A unique and novel element in the CO techniques and patents, besides ordering commit events, is the utilization of the atomic commitment protocol voting mechanism to break global cycles (also referred to as distributed cycles; span two or more transactional objects) in the conflict graph, for guaranteeing global serializability. It is achieved by applying a specific vote ordering strategy: voting in local precedence order. Also locking based global deadlocks are resolved automatically by the same mechanism as a side benefit. This allows effective implementations of distributed CO (and resulting distributed serializability), while allowing any, uninterrupted transaction operations scheduling without any conflict information distribution (e.g., local precedence relations, locks, timestamps, tickets). Furthermore, CO does not use any additional, artificial transaction access operations (e.g., "take timestamp" or "take ticket"), which typically result in additional, artificial conflicts that reduce concurrency.

The CO solution has been utilized extensively since 1997 in numerous works within the subject of Transactional processes (e.g., Schuldt et al. 2002, where CO is referenced). Some of them include descriptions of CO utilization in commercial distributed software products. Recently CO has been utilized as the basis for the concurrency control of Re:GRIDiT (e.g., Voicu et al. 2009a, Voicu and Schuldt 2009b), a proposed approach to transaction management in Grid computing and Cloud computing.
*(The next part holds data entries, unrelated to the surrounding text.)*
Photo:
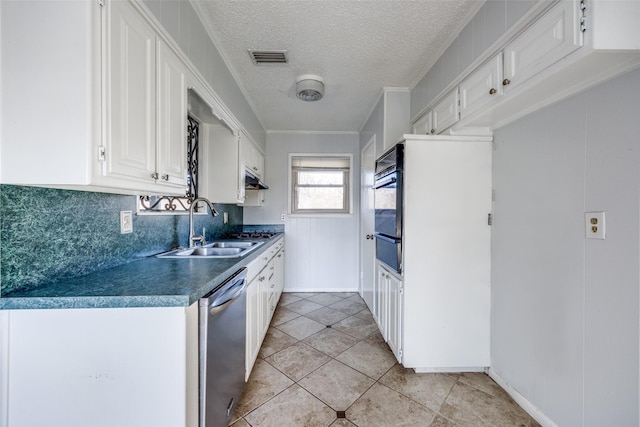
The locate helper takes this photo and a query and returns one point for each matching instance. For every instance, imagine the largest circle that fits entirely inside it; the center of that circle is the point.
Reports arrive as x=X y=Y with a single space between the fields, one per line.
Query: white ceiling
x=357 y=47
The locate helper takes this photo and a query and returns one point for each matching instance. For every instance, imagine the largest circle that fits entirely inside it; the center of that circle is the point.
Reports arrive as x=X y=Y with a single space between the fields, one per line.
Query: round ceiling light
x=309 y=87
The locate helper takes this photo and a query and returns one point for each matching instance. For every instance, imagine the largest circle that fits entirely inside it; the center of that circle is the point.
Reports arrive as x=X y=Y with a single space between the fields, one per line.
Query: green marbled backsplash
x=48 y=234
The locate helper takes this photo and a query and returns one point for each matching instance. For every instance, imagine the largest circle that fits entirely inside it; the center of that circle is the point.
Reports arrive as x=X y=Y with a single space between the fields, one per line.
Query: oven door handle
x=394 y=240
x=385 y=182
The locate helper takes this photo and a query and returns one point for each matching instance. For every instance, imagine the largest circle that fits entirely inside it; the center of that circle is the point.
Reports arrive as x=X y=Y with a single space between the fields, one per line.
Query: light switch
x=594 y=225
x=126 y=222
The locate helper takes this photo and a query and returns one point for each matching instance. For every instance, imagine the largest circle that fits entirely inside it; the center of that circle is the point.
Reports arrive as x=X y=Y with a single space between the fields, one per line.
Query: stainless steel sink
x=220 y=249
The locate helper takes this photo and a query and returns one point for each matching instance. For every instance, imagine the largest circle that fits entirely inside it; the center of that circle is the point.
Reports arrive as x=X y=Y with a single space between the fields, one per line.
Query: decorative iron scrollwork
x=174 y=203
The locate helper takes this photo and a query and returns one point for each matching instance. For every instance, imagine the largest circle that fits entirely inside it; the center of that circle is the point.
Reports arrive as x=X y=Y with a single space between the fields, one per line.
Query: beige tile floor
x=324 y=363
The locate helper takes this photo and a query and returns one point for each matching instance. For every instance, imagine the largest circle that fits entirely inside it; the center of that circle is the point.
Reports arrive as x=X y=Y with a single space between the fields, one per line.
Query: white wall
x=565 y=310
x=321 y=252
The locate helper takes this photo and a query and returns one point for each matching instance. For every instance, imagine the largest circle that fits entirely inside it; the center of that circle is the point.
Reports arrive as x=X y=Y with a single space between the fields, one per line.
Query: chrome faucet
x=193 y=237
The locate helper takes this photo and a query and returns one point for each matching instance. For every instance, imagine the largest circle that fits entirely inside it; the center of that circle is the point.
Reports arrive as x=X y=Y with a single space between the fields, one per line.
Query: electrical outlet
x=594 y=225
x=126 y=222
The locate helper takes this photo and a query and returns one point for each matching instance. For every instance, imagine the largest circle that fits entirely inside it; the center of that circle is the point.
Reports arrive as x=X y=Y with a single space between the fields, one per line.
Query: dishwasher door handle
x=229 y=295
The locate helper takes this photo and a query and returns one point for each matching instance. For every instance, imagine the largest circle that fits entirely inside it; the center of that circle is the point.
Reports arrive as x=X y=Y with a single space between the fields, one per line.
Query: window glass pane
x=320 y=198
x=320 y=177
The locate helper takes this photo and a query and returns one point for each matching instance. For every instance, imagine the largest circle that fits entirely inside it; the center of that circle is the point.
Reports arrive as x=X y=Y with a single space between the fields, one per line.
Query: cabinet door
x=131 y=94
x=252 y=159
x=279 y=275
x=263 y=278
x=555 y=35
x=381 y=300
x=394 y=331
x=172 y=117
x=424 y=126
x=481 y=87
x=446 y=112
x=253 y=326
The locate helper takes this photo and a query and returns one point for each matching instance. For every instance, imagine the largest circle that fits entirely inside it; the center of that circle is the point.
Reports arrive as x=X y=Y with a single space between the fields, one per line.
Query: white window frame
x=319 y=213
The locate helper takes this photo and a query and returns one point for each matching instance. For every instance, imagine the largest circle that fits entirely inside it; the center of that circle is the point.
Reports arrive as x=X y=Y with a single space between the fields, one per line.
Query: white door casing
x=367 y=243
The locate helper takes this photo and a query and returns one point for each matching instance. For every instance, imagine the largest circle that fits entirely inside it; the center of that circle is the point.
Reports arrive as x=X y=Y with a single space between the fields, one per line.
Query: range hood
x=251 y=182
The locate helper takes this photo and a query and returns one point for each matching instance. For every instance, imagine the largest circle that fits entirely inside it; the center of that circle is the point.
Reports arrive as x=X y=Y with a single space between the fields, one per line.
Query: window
x=320 y=184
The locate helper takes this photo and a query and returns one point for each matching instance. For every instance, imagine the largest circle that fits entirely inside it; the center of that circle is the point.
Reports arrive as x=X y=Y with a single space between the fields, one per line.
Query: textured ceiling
x=357 y=47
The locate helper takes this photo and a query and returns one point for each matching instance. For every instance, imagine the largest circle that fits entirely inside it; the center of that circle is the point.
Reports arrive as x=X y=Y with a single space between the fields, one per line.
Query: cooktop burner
x=252 y=235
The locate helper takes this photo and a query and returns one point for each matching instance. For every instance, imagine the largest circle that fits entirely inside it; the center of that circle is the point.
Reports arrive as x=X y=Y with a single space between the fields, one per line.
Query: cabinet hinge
x=102 y=156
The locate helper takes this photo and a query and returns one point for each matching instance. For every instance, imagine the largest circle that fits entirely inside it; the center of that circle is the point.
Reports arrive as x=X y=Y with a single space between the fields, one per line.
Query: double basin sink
x=221 y=249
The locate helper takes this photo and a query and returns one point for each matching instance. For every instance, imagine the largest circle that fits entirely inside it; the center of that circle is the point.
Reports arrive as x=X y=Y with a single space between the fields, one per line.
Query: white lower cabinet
x=389 y=308
x=394 y=326
x=263 y=293
x=99 y=367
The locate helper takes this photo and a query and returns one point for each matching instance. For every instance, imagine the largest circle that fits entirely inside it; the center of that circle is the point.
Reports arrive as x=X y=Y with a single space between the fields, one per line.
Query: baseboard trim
x=356 y=290
x=531 y=409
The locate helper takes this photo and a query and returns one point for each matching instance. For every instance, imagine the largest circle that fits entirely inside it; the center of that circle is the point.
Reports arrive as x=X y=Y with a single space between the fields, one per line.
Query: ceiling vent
x=268 y=56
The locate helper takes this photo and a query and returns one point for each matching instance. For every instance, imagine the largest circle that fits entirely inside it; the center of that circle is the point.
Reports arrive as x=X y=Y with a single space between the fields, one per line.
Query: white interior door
x=367 y=246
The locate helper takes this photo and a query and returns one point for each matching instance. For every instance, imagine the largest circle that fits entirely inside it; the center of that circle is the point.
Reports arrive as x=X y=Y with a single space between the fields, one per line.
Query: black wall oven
x=388 y=207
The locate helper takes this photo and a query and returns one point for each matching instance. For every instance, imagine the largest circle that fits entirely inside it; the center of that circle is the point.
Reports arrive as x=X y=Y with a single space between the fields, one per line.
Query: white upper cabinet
x=559 y=49
x=220 y=178
x=552 y=37
x=481 y=87
x=146 y=104
x=131 y=98
x=172 y=97
x=115 y=117
x=251 y=157
x=446 y=112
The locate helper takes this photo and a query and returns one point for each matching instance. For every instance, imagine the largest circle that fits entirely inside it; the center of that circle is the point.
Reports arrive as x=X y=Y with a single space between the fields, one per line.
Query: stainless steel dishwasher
x=222 y=350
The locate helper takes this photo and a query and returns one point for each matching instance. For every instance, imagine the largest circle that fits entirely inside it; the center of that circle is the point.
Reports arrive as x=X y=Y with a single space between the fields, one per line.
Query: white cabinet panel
x=388 y=308
x=446 y=112
x=253 y=326
x=101 y=367
x=146 y=103
x=555 y=35
x=251 y=157
x=172 y=111
x=380 y=299
x=394 y=324
x=220 y=173
x=265 y=275
x=481 y=87
x=131 y=97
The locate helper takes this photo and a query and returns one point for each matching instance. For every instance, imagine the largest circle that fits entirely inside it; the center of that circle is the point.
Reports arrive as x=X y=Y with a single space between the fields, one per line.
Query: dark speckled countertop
x=149 y=282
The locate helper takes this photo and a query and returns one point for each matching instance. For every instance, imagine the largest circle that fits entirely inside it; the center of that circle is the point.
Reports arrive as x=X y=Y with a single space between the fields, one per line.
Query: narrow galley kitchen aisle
x=324 y=363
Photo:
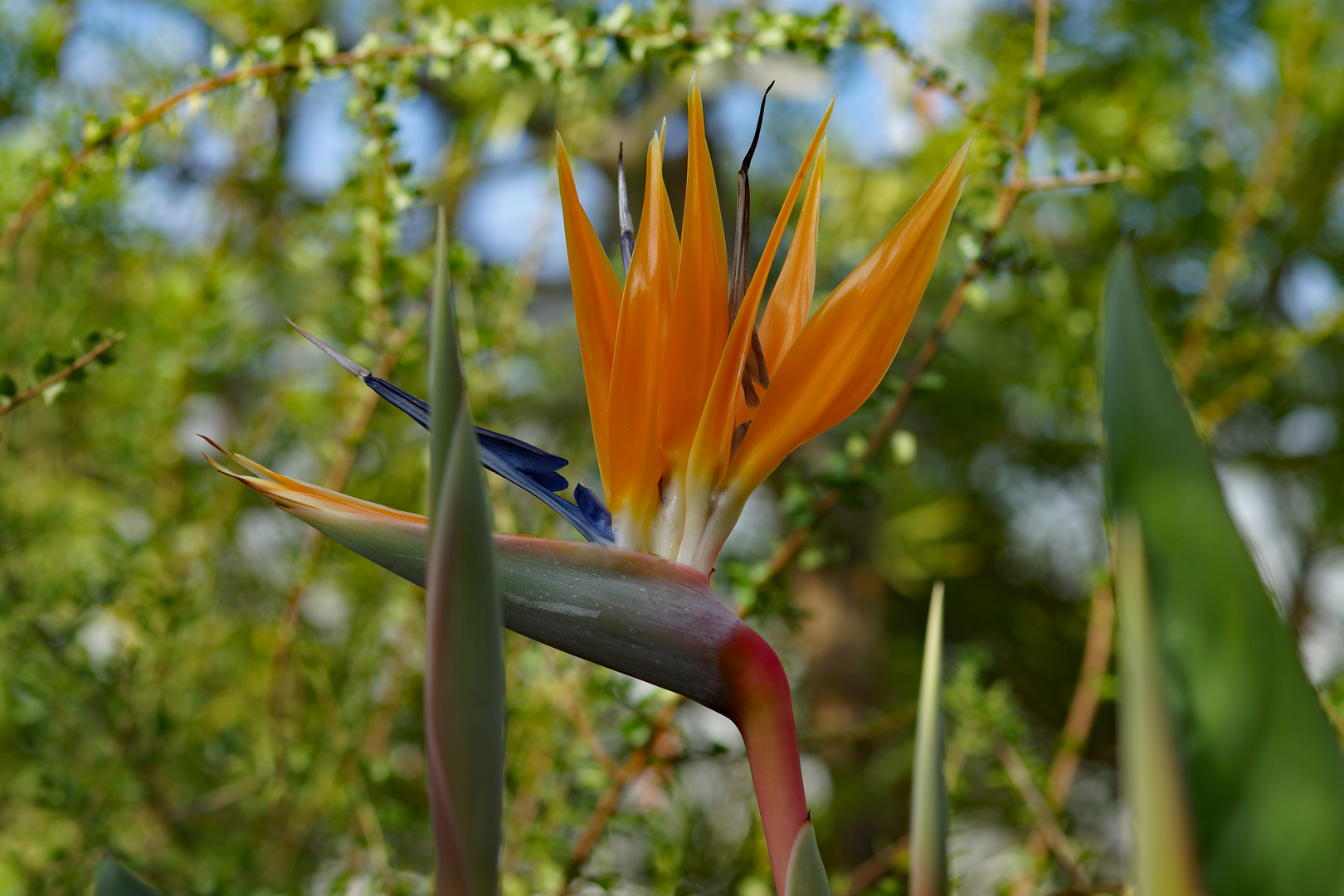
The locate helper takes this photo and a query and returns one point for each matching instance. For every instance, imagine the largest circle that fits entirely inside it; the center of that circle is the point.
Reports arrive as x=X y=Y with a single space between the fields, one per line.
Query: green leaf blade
x=1266 y=779
x=1164 y=852
x=929 y=796
x=806 y=874
x=114 y=879
x=464 y=659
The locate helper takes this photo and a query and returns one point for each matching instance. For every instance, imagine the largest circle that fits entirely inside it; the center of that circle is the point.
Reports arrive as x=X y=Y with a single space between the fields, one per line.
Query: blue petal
x=594 y=511
x=524 y=465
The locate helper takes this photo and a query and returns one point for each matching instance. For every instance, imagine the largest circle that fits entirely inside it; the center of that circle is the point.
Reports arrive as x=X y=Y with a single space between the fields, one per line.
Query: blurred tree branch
x=60 y=377
x=1259 y=190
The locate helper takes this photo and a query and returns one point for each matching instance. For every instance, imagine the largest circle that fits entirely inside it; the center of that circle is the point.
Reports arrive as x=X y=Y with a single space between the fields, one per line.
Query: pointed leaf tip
x=113 y=879
x=806 y=874
x=929 y=796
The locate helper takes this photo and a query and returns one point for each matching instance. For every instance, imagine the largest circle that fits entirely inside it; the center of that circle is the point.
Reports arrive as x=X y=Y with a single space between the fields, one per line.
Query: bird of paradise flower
x=694 y=405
The latter two articles and all other related articles by the same authors neither mention the name CO nor reference CO's articles.

CO has been utilized in a work on fault tolerance of transactional systems with replication (Vandiver et al. 2007).

With the proliferation of Multi-core processors CO also has been increasingly utilized in Concurrent programming (Parallel programming) and Transactional memory (and especially in Software transactional memory, STM) for achieving serializability optimistically by "commit order" (e.g., Ramadan et al. 2009, Zhang et al. 2006, von Parun et al. 2007).